W ocenie tajmingu w ataku, to już brniemy strasznie daleko. Przecież przy szybkich piłkach nie zawsze jest mozliwosc korekcji nabiegu i własciwie możemy także mówic nie tylko o samym ataku, ale jeszcze o skorelowaniu ataku z rozegraniem. Oczywiście, w dobrej formie fizycznej ten drobny margines adaptacji, o ile w ogóle występuje, się powiększa, niemniej zaczynamu juz mówic o tajmingu wynikajacym z oceny rozegrania, z mozliwosci fizycznych, i wreszcie ze zrozumienia z rozgrywającym. Moze nawet o oczyms zapomniałem, w koncu nie jestem trenerem a byłą siatakrską popierdółką...
Moim zdaniem, ten pierwszy element jest wielkoscia stałą wynikajaca po prostu z doświadczenia i czasem nawet pewnie ze znajomości charakterystyki rozgrywajacego. Oczywiście, doskonała rzeczą jest umiejętnośc skorelowania tych wartości, czyli oceny wystawy i oceny własnych mozliwości w jedno. I tu znakomitym przykładem jest Jan Hadrawa w jednym z meczów serii finałowej, który w pewnym okresie atakował praktycznie bez nabiegu, zupełnie tak, jakby mu odcieło prąd, ale starał sie jakoś zaatakowa i jeszcze w miarę mozliwości zaadoptowac do wystawy. Nie wiem jaki wpływ na tę umiejetnośc Czecha miała gra na piasku, pewnie jakis miała, juz sie nie rozwodząc.

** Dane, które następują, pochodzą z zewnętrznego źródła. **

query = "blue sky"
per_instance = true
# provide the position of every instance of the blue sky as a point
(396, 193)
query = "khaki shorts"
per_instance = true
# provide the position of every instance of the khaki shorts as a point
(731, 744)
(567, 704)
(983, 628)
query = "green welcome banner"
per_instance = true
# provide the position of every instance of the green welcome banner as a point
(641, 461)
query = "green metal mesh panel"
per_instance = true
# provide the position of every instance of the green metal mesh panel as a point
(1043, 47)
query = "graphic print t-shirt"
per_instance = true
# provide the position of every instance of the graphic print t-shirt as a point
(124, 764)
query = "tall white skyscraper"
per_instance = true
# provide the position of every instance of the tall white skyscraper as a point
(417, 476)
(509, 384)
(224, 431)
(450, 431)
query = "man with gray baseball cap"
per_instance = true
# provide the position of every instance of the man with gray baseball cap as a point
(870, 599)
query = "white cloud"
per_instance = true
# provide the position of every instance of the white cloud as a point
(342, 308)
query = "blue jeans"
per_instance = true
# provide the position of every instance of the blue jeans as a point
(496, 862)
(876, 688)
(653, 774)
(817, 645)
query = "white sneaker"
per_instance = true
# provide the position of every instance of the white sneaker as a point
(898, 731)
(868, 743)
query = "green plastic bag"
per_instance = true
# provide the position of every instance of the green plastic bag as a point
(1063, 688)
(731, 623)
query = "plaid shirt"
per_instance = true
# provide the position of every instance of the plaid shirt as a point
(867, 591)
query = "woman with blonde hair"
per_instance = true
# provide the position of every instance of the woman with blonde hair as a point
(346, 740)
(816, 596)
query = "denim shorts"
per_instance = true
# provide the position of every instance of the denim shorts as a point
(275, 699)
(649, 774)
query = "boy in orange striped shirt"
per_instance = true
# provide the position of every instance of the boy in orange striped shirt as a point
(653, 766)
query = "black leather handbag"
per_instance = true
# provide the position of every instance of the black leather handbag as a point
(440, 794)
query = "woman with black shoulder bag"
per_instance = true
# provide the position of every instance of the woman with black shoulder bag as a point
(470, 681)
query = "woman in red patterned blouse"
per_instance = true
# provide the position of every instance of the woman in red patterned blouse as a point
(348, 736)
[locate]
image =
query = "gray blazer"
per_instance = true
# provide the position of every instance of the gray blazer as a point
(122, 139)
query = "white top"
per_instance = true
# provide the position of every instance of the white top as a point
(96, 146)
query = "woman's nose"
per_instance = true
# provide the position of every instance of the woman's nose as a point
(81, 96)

Co do Kovacevica i ogólnie skutecznosci ataku - ja daleki jestem od zrzucania braku lub dużej skuteczności na ten tajmnig. Albo jeszcze inaczej - w tym samym tempie mozemy przeciez uderzyc w blok jak i po palcach z dwoma róznymi skutkami. Tutaj naprawdę jest wielkie pole, a dochodzi jeszcze ten tajming nie w rozumieniu znalezienia się w apogeum, ale mozliwosci w atakowaniu z opóznieniem, przy otwierajacym się bloku, a to czasami sa ułameczki, których nie widac na pierwszy rzut oka. Poza tym, tak jak wspomniałeś, nie zpominajmy o cechach wolicjonalnych. Czasem samo podejście z wieksza wiarą przynosi wymierny skutek, np wziecie odpowiedzialności za wynik powodujące wyzwolenie dodatkowych pokładów energii.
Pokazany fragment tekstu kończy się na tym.